Maybe we were just very lucky every time we selected our hotels, but the four places where we stayed were every time more or less perfect. Breakfast was always good, the staff was always well-qualified and spoke English fluently, there was always a possibility to use the internet (although it was sometimes frustratingly slow), electricity was at 220 volt, and you can drink the water from the tap without fear for what is euphemistically called “the curse of the pharaoh” in Egypt and “Saladin’s Revenge” in Syria.
In Beirut, we slept at the Lavender Home****: a friendly place close to the Rue Hamra and the Rue Jeanne d’Arc, which are – to use two ancient words – the cardo and decumanus of the western part of the city. There were many restaurants in the neighborhood (I can recommend Laziz), and if you walk down the Rue Jeanne d’Arc, you are at the American University, with a fine archaeological museum.
In Byblus, we stayed at the Monoberge Hotel*** – we think the name is a pun on Mon Auberge – which offers good rooms and is at walking distance from the city center. Situated along the coastal highway, modestly prized, and recently built, it would be called a motel in Europe.

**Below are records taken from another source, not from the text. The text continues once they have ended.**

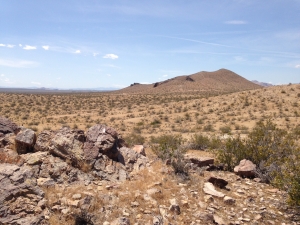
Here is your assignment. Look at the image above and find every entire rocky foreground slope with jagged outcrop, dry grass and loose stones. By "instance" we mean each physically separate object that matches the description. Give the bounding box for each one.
[0,117,298,225]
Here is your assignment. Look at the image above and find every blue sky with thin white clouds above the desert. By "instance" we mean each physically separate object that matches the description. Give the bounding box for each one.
[0,0,300,89]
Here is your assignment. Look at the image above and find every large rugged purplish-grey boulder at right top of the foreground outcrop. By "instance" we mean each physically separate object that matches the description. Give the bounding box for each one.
[83,124,123,164]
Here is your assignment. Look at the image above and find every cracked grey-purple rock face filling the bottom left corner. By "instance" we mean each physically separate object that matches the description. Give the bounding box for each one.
[0,163,45,224]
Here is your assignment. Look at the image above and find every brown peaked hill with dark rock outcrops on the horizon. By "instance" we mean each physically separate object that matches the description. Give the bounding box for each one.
[115,69,261,94]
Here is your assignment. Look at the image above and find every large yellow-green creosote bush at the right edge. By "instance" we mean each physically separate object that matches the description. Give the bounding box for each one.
[217,119,300,206]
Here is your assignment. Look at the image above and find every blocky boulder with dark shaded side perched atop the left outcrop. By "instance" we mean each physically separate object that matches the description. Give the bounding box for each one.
[15,128,36,154]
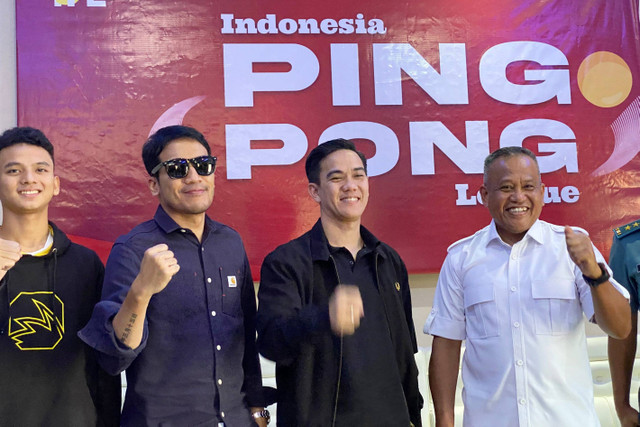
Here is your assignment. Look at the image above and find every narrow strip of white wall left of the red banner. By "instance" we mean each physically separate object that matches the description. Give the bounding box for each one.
[0,0,18,130]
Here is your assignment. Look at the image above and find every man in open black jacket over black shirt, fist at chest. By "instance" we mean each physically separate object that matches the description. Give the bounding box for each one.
[257,139,422,427]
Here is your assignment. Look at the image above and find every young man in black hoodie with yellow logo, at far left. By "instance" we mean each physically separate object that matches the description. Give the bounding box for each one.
[0,127,121,427]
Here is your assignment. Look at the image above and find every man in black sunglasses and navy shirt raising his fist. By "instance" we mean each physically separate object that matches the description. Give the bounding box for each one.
[80,126,268,427]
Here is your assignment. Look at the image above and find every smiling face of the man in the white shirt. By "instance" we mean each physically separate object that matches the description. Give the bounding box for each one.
[480,154,544,245]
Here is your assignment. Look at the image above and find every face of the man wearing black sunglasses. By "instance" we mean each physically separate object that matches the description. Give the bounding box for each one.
[149,138,215,225]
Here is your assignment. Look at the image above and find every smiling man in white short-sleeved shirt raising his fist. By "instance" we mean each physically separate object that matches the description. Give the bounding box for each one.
[424,147,631,427]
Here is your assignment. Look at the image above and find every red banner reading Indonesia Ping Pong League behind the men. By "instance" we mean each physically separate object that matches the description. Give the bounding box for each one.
[16,0,640,275]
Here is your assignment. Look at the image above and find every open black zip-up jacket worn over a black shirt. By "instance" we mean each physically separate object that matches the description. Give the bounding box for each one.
[257,220,422,427]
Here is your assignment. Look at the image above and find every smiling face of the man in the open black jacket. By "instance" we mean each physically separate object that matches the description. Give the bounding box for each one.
[309,150,369,227]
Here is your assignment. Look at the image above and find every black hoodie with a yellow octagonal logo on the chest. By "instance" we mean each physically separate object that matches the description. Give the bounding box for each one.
[0,222,121,427]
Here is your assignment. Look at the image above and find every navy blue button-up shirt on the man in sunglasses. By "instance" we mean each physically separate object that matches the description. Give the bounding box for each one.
[79,207,263,427]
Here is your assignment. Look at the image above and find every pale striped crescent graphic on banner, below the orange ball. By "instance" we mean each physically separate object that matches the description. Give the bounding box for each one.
[591,97,640,176]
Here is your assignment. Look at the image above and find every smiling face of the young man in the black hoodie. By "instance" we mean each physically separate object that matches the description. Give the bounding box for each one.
[0,144,60,216]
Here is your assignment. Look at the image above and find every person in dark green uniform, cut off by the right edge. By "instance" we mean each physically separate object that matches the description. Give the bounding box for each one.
[609,219,640,427]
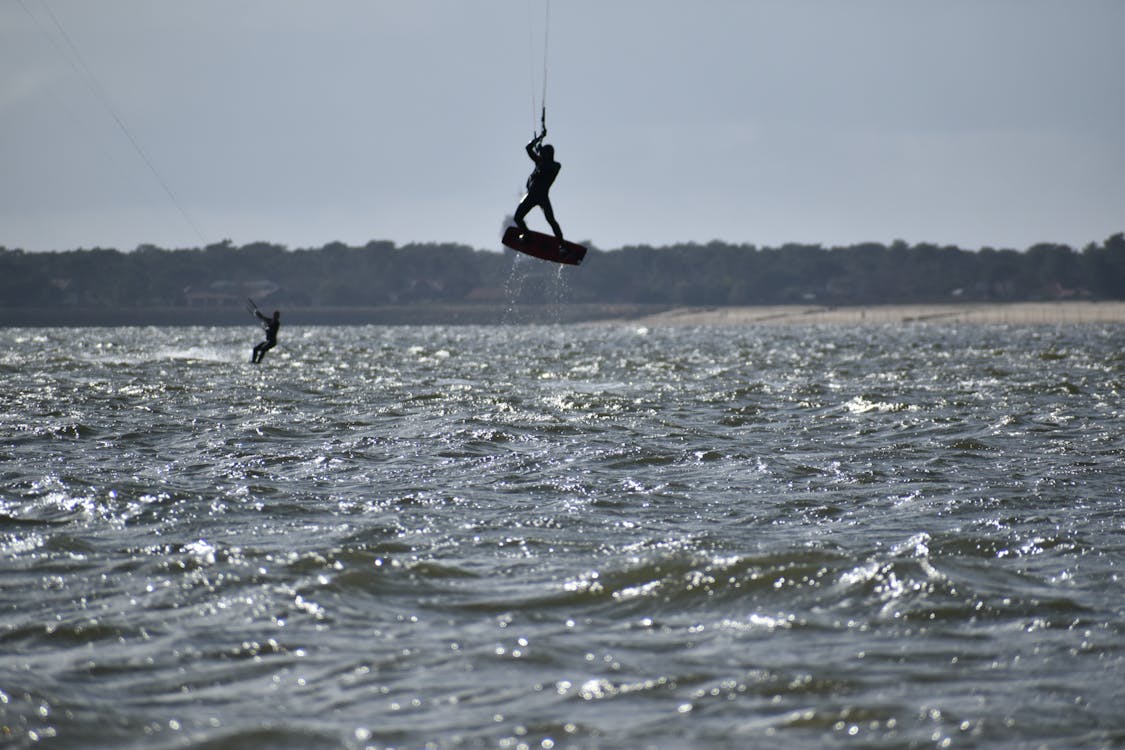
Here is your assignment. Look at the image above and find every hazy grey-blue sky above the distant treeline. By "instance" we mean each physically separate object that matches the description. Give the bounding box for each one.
[0,0,1125,251]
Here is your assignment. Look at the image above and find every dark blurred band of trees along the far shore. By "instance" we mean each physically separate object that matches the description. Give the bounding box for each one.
[0,234,1125,309]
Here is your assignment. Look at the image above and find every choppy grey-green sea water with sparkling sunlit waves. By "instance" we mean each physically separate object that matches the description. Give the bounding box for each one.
[0,324,1125,750]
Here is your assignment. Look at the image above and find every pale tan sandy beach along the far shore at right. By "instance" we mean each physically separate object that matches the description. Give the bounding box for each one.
[633,301,1125,326]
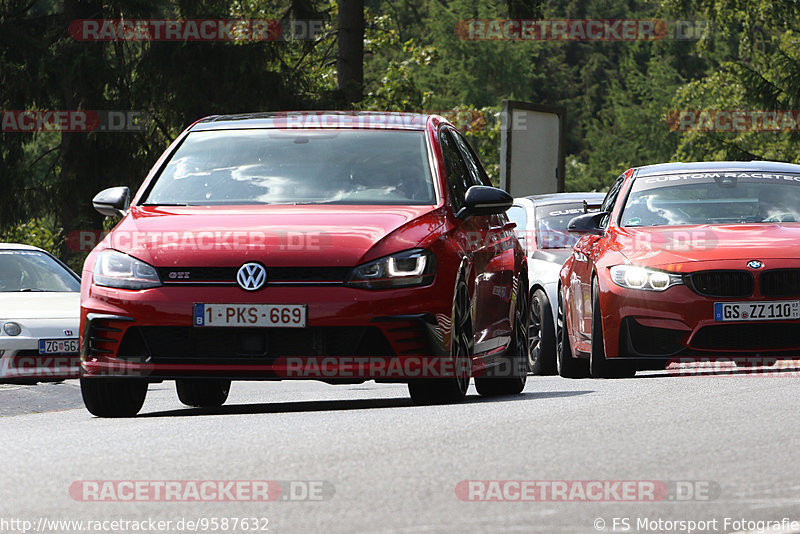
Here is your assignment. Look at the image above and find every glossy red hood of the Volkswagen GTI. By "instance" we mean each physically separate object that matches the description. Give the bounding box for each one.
[103,205,442,267]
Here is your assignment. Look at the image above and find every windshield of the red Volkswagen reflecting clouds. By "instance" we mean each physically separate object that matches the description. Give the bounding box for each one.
[143,129,436,205]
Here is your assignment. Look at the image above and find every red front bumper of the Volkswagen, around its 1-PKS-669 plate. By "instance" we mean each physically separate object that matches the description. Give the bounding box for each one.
[81,286,452,382]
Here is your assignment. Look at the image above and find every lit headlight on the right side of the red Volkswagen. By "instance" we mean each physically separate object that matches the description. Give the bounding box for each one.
[346,249,436,289]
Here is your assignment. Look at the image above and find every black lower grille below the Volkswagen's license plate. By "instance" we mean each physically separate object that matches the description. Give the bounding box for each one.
[117,326,394,364]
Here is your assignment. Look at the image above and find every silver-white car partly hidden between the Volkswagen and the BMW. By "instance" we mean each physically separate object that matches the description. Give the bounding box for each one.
[506,193,605,375]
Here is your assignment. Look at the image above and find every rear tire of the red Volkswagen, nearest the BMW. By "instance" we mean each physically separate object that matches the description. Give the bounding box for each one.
[475,280,530,397]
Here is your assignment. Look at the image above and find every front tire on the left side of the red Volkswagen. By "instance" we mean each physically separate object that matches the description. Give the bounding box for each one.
[81,378,147,417]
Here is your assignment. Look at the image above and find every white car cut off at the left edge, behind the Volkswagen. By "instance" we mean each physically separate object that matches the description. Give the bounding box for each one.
[0,243,81,383]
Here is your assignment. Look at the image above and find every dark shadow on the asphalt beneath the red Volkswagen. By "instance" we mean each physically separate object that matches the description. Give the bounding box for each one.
[138,391,593,417]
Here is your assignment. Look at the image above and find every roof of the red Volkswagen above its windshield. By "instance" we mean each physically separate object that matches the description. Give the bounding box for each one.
[190,111,434,131]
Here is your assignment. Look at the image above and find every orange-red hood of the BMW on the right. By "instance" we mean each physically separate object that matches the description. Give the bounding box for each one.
[611,224,800,271]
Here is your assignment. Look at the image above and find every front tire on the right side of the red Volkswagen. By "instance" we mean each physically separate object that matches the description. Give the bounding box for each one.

Although the Lebanese speak their languages well, this shop for woman's fashion has a rather unfelicitous name
Our hotel in Tyre was called Rest House****, which is very easy to find because there are many signposts, and you will immediately recognize the Unifil cars on its parking place. It is situated halfway between the Al-Bass and the Al-Mina excavations, and has a large private beach.
The nicest place was the Park Hotel***** in Chtaura. I must confess that the town itself is not very inspiring, but the hotel, close to the main road into the Bekaa Valley, is quiet and has some chique rooms. There was some kind of celebration when we were there, and it was easy to understand why the people had selected this place. Two friendly staff members offered us much advise about planning both the present trip and the next one. Because we were extremely tired on the day of our arrival, we had dinner at the nearby McDonald’s.
Which is a shame, because it is well-known that Lebanon offers one of the world’s best cuisines. Besides, they produce some fine wines in the area of Chtaura and Zahle. It is usually possible to smoke a good water pipe, the local beer (Almaza) is fine, and the Lebanese know how to make a good coffee. This country is a gourmet’s paradise.